An unassuming boarding house earned a spot in the history books as the place where President Abraham Lincoln spent his very last hours. The Petersen House, also known as the house where Lincoln died, is now part of the National Park Service and Ford’s Theatre Society, and visitors can step inside to experience the place where Lincoln took his final breath.
History of the Petersen House
Located at 516 10th Street NW in downtown D.C., the National Park Service recounts the story of the Petersen House, which was once owned by William and Anna Petersen. William worked as a tailor and the couple took in boarders to earn extra money. On the evening of April 14, 1865, John Wilkes Booth shot Abraham Lincoln while the president was watching a performance from the Presidential Box at Ford’s Theatre.
Because of the severity of Lincoln's injury, he was carried across the street to a back bedroom in the Petersen House where he was cared for by doctors, who realized they couldn't save him. Meanwhile, a crowd gathered outside to hold a vigil for the fallen president. Lincoln was attended to by his wife Mary Lincoln and government officials. The makeshift situation required Secretary of War Edwin Stanton to turn a back parlor into an interrogation room in order to apprehend the president's murderer.
It was in the Petersen House that Lincoln passed away at 7:22 a.m., April 15, 1865.
The home eventually became a private Lincoln museum, then was purchased by the NPS in 1933. It underwent restoration several times — most recently with a renovation in 2017 to add historically accurate wallpapers and furniture and modern fire protection. The three rooms in the house today are furnished in 1865 period pieces, according to the NPS.
Highlights to See in the Petersen House
To get an in-depth feel for the history of the house, download Ford’s Theatre Society's New Voices of Petersen House TimeLooper app on your phone. It's an immersive tour to supplement your experience: you'll see interactive photographs and get first-person accounts from witnesses who were there when Lincoln was on his deathbed.
How To Visit
A visit to the Petersen House is included in Ford’s Theatre "historic site" ticket. You can reserve tickets in advance for a $3 convenience fee: click here to pick out your date and time for your visit. There are a few same-day free tickets you can pick up. Just know that Ford's Theatre is a popular tourist destination. According to the historical organization, same-day tickets often run out by 9 a.m. during the spring and summer months when tourism is at its peak. So reserving ahead could be your best bet.
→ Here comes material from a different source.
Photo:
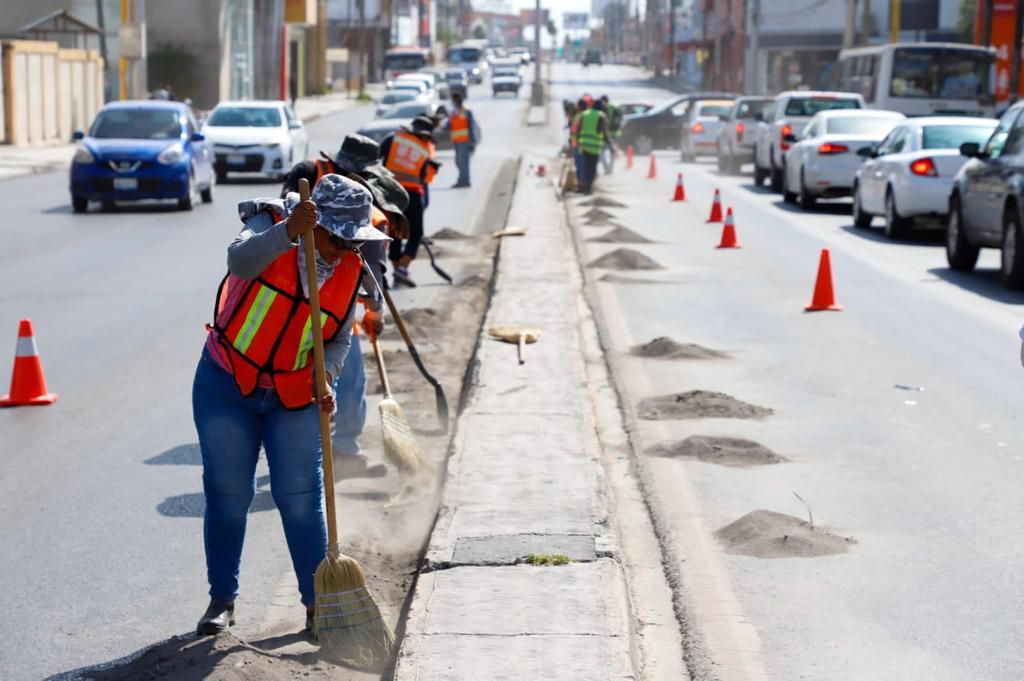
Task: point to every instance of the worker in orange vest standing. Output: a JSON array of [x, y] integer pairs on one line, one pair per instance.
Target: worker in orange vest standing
[[465, 135], [409, 155]]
The Petersen House is self-guided, and a visit usually takes 20 minutes. The line for entry gets long in the summer, but it also moves quickly. Timed-entry tickets are available from 9 a.m. to 4:30 p.m., and you can arrive 10 minutes before your entry time. The Petersen House is open from 9:30 a.m. to 5:30 p.m. daily. Luggage and oversized bags aren't allowed.
What To See and Do Nearby
While you're at Petersen House, you'll definitely want to go across the street to Ford’s Theatre, the site of Lincoln's assassination and a current working theater in the nation's capital. The Ford's Theatre Society complex includes a Center for Education and Leadership with two floors of permanent exhibits about the aftermath of Lincoln's death and his evolving legacy. There's also a museum devoted to Lincoln's presidency with displays of artifacts related to the assassination. Click here for a photo tour of Ford's Theatre.
Petersen House and Ford’s Theatre serve as a great jumping-off point to many other tourist attractions in Washington. The Renwick Gallery is nearby, as is the National Portrait Gallery & Smithsonian American Art Museum in bustling Penn Quarter. Then of course, there's the White House, which is only about a 15-minute walk from the Petersen House. It's easy to hop in a cab or take a long walk to the National Mall and its Smithsonian museums from here as well.